The sophisticated missile was test-fired from a launcher in launch pad-2 of the ITR at about 3.34pm targeting a flying object being supported by a pilotless target air-craft 'Lakshya', defence sources said.
"The trial was successful. All mission objectives and parameters were met," ITR Director MVKV Prasad said.
Saturday's successful test-fire was significant as it came a day after a similar trial conducted from the same base on Friday, a defence scientist said.
The single stage, solid fuelled 'Astra' missile is more advanced in its category than the contemporary BVR missiles and is capable of engaging and destroying highly manoeuvrable supersonic aerial targets.
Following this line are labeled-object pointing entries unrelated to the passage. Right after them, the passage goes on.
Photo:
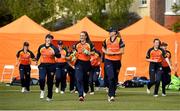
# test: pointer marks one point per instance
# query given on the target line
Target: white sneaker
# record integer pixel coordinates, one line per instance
(23, 89)
(48, 99)
(84, 94)
(62, 92)
(163, 95)
(148, 91)
(57, 90)
(42, 94)
(91, 93)
(155, 95)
The 3.8 metre long missile, having a diameter of 178 mm with an overall launch weight of 160 kg, can carry a warhead containing conventional explosives weighing 15 kg. It can be fitted to any fighter aircraft.
It is intended to be eventually integrated with Sukhoi-30 MKI, MiG-29, Mirage-2000, Jaguar and the Tejas Light Combat Aircraft of the Indian Air Force, the sources said.
Describing 'Astra' as a futuristic missile, DRDO scientists said the weapon could intercept the target at supersonic speed.
"Before being made fully operational, the complex missile system will undergo some more trials, though tests of its navigation, control, air frame, propulsion and other sub-system have been validated," the sources said.
Scientists of the DRDO are working to ensure that 'Astra' missile performs effectively at different altitudes -one at an altitude of 15 km with 90 to 110 km range, another at an altitude up to 30,000 ft having a range of 44 km while the third at sea level with a range of 21 km, the sources added.